Are State And Local Governments Ready For An Economic Slump? by Erik Larson & Joseph Rosenblum
What do you get when you increase leverage, mix in volatile revenues, and reduce financial and operational flexibility? A recipe that leaves some state and local governments unprepared for the next recession.
Most state and local governments are still high-quality issuers considered to be in good financial health, but others have met obstacles in their attempts to get on firmer footing. Trends in leverage and financial reserves highlight growing credit risk for some tax-backed issuers. And that argues for a sharper focus on credit research in municipal portfolios.
States Face Hurdles Meeting Reserve Goals
Since the recession, many state and local governments have done an admirable job in balancing their operating budgets; as revenues have recovered, expense growth has been limited. But other governments have faced major challenges—failing to translate the most recent economic expansion into improved reserves.
Average state government reserve levels as a percentage of expenditures are marginally lower than they were in 2008.

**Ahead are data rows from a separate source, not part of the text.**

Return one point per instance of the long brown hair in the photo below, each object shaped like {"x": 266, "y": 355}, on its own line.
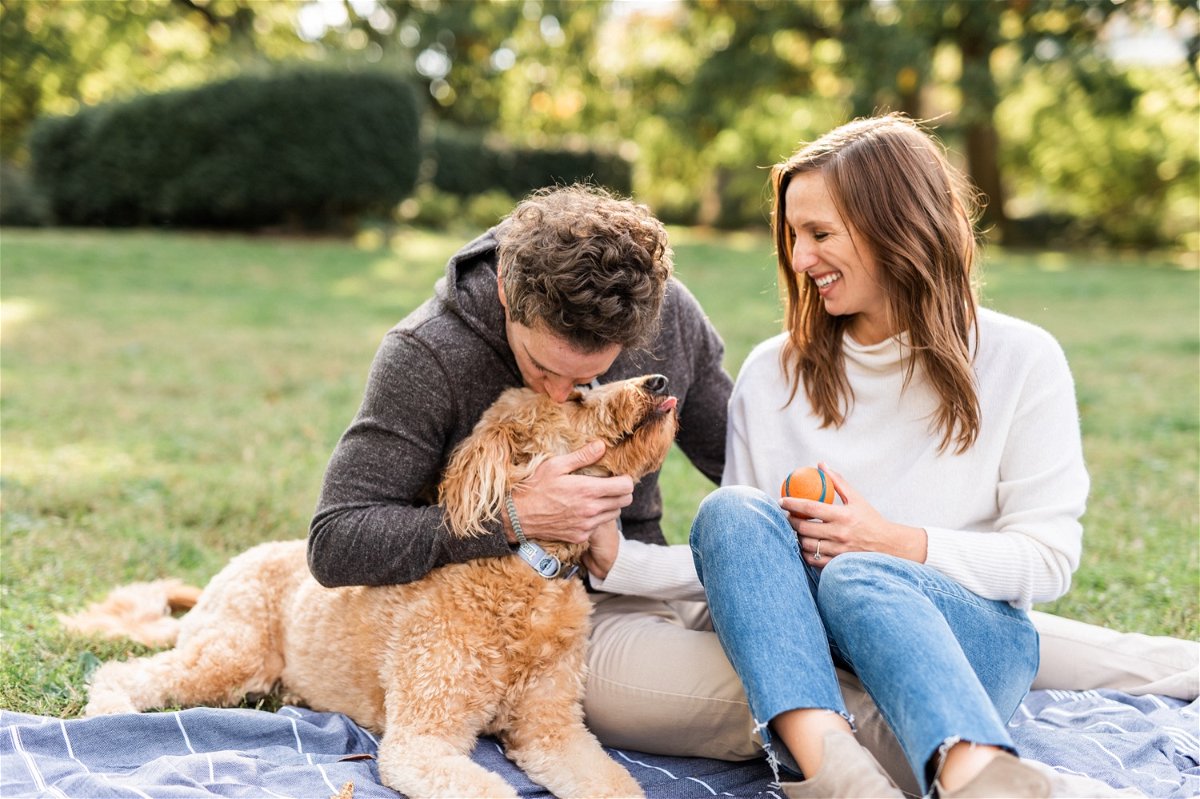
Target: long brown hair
{"x": 916, "y": 214}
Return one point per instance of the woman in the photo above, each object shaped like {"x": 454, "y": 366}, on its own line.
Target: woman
{"x": 955, "y": 438}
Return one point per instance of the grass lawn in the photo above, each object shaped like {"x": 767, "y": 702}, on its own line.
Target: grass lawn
{"x": 169, "y": 400}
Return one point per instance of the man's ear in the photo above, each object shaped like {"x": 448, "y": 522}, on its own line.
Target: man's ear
{"x": 499, "y": 287}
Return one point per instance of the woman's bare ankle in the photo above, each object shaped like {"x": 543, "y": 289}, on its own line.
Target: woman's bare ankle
{"x": 803, "y": 732}
{"x": 964, "y": 762}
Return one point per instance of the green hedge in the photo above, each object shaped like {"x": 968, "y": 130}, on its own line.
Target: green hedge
{"x": 468, "y": 162}
{"x": 304, "y": 149}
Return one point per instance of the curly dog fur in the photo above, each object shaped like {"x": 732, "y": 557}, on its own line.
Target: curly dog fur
{"x": 480, "y": 647}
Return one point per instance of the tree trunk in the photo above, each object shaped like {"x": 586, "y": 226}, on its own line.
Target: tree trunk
{"x": 977, "y": 34}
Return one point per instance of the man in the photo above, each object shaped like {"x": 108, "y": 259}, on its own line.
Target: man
{"x": 574, "y": 287}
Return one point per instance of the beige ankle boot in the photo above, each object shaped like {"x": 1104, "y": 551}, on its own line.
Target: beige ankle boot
{"x": 1005, "y": 776}
{"x": 847, "y": 772}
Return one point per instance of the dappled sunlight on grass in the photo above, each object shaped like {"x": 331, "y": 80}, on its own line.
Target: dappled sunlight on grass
{"x": 17, "y": 312}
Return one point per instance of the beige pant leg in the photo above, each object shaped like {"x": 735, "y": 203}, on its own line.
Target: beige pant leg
{"x": 1079, "y": 656}
{"x": 659, "y": 682}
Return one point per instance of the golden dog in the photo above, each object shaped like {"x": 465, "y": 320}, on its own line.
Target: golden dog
{"x": 490, "y": 646}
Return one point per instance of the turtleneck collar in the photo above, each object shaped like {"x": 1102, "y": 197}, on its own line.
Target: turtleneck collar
{"x": 883, "y": 356}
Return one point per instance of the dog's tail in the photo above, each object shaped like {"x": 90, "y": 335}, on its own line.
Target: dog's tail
{"x": 141, "y": 612}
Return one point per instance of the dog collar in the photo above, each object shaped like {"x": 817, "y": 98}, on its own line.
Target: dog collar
{"x": 540, "y": 560}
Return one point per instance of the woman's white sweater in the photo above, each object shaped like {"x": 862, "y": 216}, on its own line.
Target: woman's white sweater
{"x": 1002, "y": 518}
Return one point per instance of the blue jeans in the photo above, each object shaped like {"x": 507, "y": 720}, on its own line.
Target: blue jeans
{"x": 941, "y": 662}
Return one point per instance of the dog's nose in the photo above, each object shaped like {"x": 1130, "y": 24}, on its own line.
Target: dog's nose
{"x": 655, "y": 384}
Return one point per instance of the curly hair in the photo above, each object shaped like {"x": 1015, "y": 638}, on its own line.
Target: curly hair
{"x": 592, "y": 268}
{"x": 916, "y": 214}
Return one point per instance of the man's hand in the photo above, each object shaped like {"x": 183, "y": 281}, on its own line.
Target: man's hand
{"x": 557, "y": 505}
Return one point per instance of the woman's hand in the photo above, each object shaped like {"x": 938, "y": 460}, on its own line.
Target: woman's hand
{"x": 855, "y": 526}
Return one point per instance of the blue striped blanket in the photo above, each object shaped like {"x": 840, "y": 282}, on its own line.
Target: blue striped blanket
{"x": 1144, "y": 743}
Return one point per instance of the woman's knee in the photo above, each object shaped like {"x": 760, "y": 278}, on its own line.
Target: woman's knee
{"x": 735, "y": 511}
{"x": 738, "y": 520}
{"x": 861, "y": 578}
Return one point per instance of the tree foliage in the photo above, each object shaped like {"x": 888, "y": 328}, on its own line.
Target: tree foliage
{"x": 700, "y": 94}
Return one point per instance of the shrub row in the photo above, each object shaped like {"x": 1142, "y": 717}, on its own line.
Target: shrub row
{"x": 469, "y": 162}
{"x": 304, "y": 148}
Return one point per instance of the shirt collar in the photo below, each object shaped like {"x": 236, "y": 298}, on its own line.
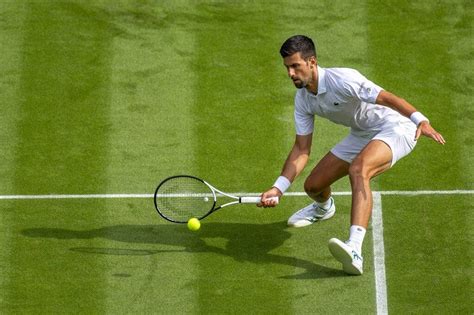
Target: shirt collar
{"x": 321, "y": 80}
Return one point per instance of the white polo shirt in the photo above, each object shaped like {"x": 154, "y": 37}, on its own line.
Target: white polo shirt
{"x": 345, "y": 97}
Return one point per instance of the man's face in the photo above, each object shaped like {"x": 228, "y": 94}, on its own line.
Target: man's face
{"x": 299, "y": 69}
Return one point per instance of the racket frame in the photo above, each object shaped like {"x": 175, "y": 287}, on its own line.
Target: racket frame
{"x": 213, "y": 190}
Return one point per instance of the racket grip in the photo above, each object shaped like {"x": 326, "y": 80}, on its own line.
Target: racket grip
{"x": 255, "y": 199}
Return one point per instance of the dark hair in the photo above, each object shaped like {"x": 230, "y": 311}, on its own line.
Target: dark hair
{"x": 298, "y": 43}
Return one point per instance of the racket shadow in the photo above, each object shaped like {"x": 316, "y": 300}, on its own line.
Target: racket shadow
{"x": 243, "y": 242}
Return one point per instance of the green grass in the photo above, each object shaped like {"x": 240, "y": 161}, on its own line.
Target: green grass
{"x": 111, "y": 97}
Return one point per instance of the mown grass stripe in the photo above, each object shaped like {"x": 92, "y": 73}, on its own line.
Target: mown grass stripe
{"x": 379, "y": 255}
{"x": 61, "y": 146}
{"x": 242, "y": 194}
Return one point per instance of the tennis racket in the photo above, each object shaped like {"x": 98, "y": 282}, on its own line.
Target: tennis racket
{"x": 179, "y": 198}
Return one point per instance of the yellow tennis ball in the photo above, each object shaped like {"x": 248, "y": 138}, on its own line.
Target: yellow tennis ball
{"x": 194, "y": 224}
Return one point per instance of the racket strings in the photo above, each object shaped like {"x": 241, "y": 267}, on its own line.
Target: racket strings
{"x": 182, "y": 198}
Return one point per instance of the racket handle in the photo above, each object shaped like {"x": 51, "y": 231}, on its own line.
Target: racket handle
{"x": 255, "y": 199}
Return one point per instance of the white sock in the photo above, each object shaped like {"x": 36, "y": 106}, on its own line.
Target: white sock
{"x": 356, "y": 237}
{"x": 325, "y": 205}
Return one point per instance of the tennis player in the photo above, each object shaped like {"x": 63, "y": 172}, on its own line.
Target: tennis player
{"x": 383, "y": 129}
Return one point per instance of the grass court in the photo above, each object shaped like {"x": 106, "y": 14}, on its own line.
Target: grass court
{"x": 110, "y": 97}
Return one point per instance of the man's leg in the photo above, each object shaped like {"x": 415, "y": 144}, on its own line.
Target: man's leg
{"x": 373, "y": 160}
{"x": 325, "y": 173}
{"x": 318, "y": 187}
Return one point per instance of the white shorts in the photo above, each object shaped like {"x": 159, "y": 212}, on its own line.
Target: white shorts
{"x": 399, "y": 136}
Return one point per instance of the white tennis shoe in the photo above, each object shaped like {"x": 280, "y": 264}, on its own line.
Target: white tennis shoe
{"x": 352, "y": 261}
{"x": 310, "y": 214}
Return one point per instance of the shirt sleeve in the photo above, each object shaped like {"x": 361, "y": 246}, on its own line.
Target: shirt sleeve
{"x": 358, "y": 86}
{"x": 304, "y": 120}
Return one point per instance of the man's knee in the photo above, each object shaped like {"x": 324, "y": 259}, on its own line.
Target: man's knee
{"x": 311, "y": 186}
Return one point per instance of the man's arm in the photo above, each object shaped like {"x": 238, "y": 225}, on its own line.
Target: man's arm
{"x": 294, "y": 165}
{"x": 406, "y": 109}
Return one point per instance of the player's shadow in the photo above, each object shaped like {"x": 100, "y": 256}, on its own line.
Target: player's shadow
{"x": 242, "y": 242}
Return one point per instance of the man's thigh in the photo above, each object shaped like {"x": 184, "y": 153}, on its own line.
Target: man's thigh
{"x": 328, "y": 170}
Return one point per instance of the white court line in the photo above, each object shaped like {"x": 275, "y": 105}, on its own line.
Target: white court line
{"x": 379, "y": 255}
{"x": 243, "y": 194}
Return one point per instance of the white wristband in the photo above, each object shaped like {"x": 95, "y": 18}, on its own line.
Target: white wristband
{"x": 417, "y": 118}
{"x": 282, "y": 183}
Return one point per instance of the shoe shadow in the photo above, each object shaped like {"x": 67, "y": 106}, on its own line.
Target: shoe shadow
{"x": 243, "y": 242}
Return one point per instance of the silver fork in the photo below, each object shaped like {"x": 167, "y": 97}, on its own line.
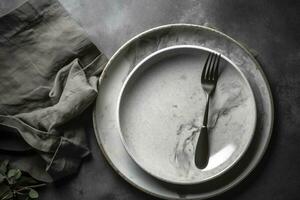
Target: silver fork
{"x": 209, "y": 80}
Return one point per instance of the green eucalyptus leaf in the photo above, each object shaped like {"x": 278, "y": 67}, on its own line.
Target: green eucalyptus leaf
{"x": 14, "y": 173}
{"x": 3, "y": 166}
{"x": 33, "y": 194}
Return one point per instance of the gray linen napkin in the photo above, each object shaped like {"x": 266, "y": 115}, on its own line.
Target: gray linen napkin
{"x": 48, "y": 76}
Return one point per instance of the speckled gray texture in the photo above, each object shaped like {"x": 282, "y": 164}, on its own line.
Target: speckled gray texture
{"x": 272, "y": 28}
{"x": 120, "y": 66}
{"x": 161, "y": 112}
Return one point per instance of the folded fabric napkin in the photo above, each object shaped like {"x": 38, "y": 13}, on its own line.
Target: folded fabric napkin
{"x": 48, "y": 77}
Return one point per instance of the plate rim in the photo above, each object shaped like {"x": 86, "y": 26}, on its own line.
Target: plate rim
{"x": 171, "y": 48}
{"x": 256, "y": 160}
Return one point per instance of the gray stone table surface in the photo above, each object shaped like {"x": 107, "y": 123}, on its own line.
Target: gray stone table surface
{"x": 270, "y": 28}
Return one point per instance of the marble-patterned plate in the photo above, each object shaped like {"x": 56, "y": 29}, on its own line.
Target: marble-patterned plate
{"x": 121, "y": 64}
{"x": 161, "y": 108}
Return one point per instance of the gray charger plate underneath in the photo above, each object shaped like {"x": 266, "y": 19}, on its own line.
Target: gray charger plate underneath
{"x": 161, "y": 110}
{"x": 110, "y": 85}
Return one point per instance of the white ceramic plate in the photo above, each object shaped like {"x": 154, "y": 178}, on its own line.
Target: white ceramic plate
{"x": 161, "y": 110}
{"x": 110, "y": 85}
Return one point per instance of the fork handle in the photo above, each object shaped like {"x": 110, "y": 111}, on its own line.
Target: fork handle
{"x": 202, "y": 151}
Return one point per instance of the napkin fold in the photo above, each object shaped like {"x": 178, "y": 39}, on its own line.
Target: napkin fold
{"x": 48, "y": 77}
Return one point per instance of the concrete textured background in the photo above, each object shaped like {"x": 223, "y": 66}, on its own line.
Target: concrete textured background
{"x": 271, "y": 29}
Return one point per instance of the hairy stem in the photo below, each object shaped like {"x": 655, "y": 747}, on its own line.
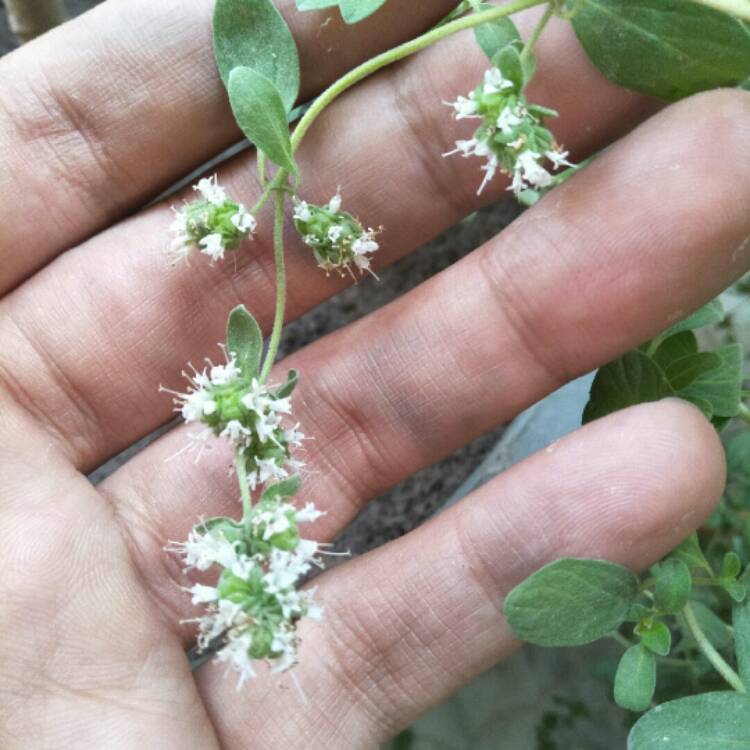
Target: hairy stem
{"x": 278, "y": 248}
{"x": 399, "y": 53}
{"x": 241, "y": 469}
{"x": 716, "y": 659}
{"x": 528, "y": 48}
{"x": 30, "y": 18}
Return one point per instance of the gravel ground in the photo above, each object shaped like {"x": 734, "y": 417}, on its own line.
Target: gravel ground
{"x": 411, "y": 502}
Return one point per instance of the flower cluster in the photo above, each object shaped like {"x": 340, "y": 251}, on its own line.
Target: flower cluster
{"x": 213, "y": 224}
{"x": 254, "y": 608}
{"x": 511, "y": 137}
{"x": 337, "y": 239}
{"x": 246, "y": 412}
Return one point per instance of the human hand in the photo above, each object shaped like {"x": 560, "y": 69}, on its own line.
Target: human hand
{"x": 100, "y": 115}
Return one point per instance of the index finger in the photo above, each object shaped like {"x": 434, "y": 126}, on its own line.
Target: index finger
{"x": 103, "y": 113}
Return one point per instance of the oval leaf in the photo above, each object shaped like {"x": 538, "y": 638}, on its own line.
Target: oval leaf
{"x": 711, "y": 721}
{"x": 252, "y": 34}
{"x": 633, "y": 379}
{"x": 260, "y": 114}
{"x": 666, "y": 48}
{"x": 244, "y": 341}
{"x": 635, "y": 680}
{"x": 571, "y": 602}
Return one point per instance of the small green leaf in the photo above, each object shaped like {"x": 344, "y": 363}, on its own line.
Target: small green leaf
{"x": 635, "y": 680}
{"x": 260, "y": 113}
{"x": 665, "y": 48}
{"x": 352, "y": 11}
{"x": 710, "y": 721}
{"x": 722, "y": 386}
{"x": 252, "y": 34}
{"x": 282, "y": 490}
{"x": 508, "y": 61}
{"x": 709, "y": 314}
{"x": 494, "y": 35}
{"x": 286, "y": 388}
{"x": 673, "y": 585}
{"x": 675, "y": 347}
{"x": 656, "y": 637}
{"x": 244, "y": 341}
{"x": 684, "y": 371}
{"x": 741, "y": 623}
{"x": 633, "y": 379}
{"x": 571, "y": 602}
{"x": 730, "y": 566}
{"x": 690, "y": 552}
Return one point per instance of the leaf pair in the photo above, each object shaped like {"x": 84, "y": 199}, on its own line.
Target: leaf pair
{"x": 245, "y": 344}
{"x": 671, "y": 365}
{"x": 258, "y": 63}
{"x": 665, "y": 48}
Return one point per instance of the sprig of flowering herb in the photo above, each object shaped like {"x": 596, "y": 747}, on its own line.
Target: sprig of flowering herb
{"x": 255, "y": 607}
{"x": 212, "y": 224}
{"x": 338, "y": 240}
{"x": 511, "y": 137}
{"x": 246, "y": 412}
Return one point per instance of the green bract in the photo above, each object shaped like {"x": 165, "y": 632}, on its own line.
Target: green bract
{"x": 571, "y": 602}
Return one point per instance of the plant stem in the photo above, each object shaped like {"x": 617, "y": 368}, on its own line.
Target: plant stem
{"x": 353, "y": 77}
{"x": 30, "y": 18}
{"x": 241, "y": 469}
{"x": 738, "y": 8}
{"x": 528, "y": 48}
{"x": 278, "y": 248}
{"x": 710, "y": 652}
{"x": 399, "y": 53}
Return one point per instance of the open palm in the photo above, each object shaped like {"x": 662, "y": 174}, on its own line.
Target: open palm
{"x": 100, "y": 115}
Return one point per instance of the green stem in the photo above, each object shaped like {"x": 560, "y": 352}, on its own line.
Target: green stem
{"x": 399, "y": 53}
{"x": 528, "y": 48}
{"x": 710, "y": 652}
{"x": 278, "y": 247}
{"x": 241, "y": 469}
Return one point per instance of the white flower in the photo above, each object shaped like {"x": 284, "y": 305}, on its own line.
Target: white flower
{"x": 465, "y": 107}
{"x": 213, "y": 246}
{"x": 224, "y": 374}
{"x": 244, "y": 221}
{"x": 202, "y": 550}
{"x": 495, "y": 82}
{"x": 528, "y": 171}
{"x": 203, "y": 594}
{"x": 301, "y": 210}
{"x": 334, "y": 205}
{"x": 235, "y": 654}
{"x": 211, "y": 191}
{"x": 559, "y": 158}
{"x": 235, "y": 431}
{"x": 308, "y": 514}
{"x": 197, "y": 404}
{"x": 507, "y": 120}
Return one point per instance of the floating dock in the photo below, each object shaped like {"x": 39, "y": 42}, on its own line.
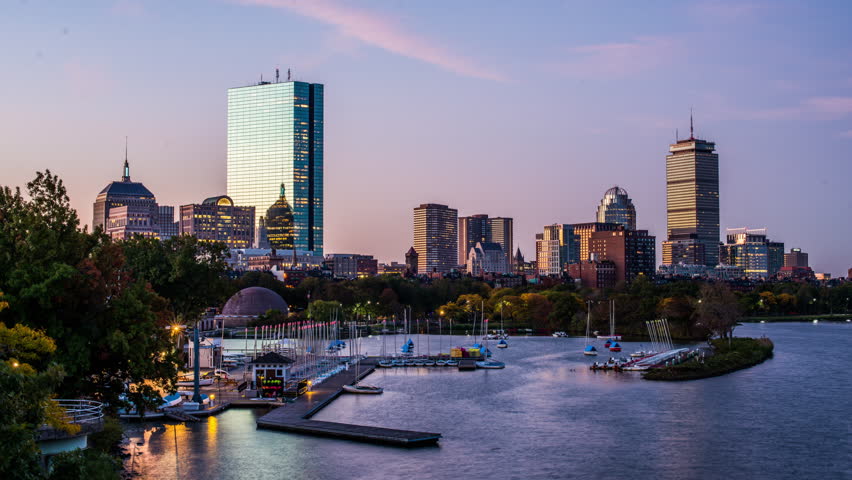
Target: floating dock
{"x": 295, "y": 417}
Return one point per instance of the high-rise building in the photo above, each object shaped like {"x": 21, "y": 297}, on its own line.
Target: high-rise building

They were just 8.9% of expenditures in 2016, according to the National Association of State Budget Officers (NASBO) estimate. That’s lower than the levels prior to the previous recessions: 10.4% in 2000 and 11.5% in 2006 (Display).
Insufficient Funding, Bleak Returns Hurt Bottom Line
Balance sheets overall show a drastic increase in financial leverage since 2008. Much of that increase comes from higher pension and healthcare liabilities.
Insufficient pension funding and bleak investment returns have increased the unfunded liabilities of many state and local governments—particularly those that started the recession with big pension liabilities. And for those issuers who were underfunded to start with, pension costs and leverage have jumped sharply.
According to the US Federal Reserve’s Financial Accounts of the United States, state and local governments’ overall liabilities increased by 17% to US$5.5 trillion between 2008 and 2015, while the net pension liability component increased by 30% to US$1.7 trillion (Display).
Are “Bad Actors” to Blame for Liability Spike?
Most local governments have behaved responsibly, but a relative few have allowed their liabilities to get out of hand. Indeed, of the US$793 billion increase in total governmental liabilities, Chicago and Illinois alone accounted for approximately 19.5%, up US$155 billion from fiscal year 2008 to 2015. But they are only the worst of the bad actors.
A closer look at the liability problem provides some perspective on who else is driving the increase. We found that 20 issuers with the fastest-growing leverage ratios accounted for about 60% of the total liability increase—that’s US$482 billion of the US$793 billion total increase in state and local liabilities.
We also identified approximately 80 large governments whose total liabilities in aggregate increased by 100% from 2008 to 2015, while their net pension liabilities increased by 547%. (To be fair, the increase in pension liabilities on financial statements is partially due to new accounting treatments requiring the proper recognition of net pension liabilities.)
Likewise, NASBO reserve-level data show that just a handful of states—Alaska, North Dakota, Louisiana, Connecticut and Kansas—account for most of the decline in the average year-end reserve balance.
So, it’s fortunate that the number of issuers with high leverage is limited; the number of states with reserves that remain below prerecession levels is also limited. But pension asset returns are likely to stay low, which means many municipal issuers will need to increase their pension and healthcare contributions as a percent of spending in the years ahead.
Governments Vulnerable to Economic Dips
The good news is that most state and local governments are still considered high quality. But growing fixed costs make some issuers more vulnerable to economic downturns, which could make their bonds’ market prices more volatile.
We don’t see an impending recession on the horizon, but think that credit research can help investors take a closer look at their exposures to general-obligation bond issuers whose market rates don’t provide enough compensation for higher risk.
The views expressed herein do not constitute research, investment advice or trade recommendations and do not necessarily represent the views of all AB portfolio-management teams.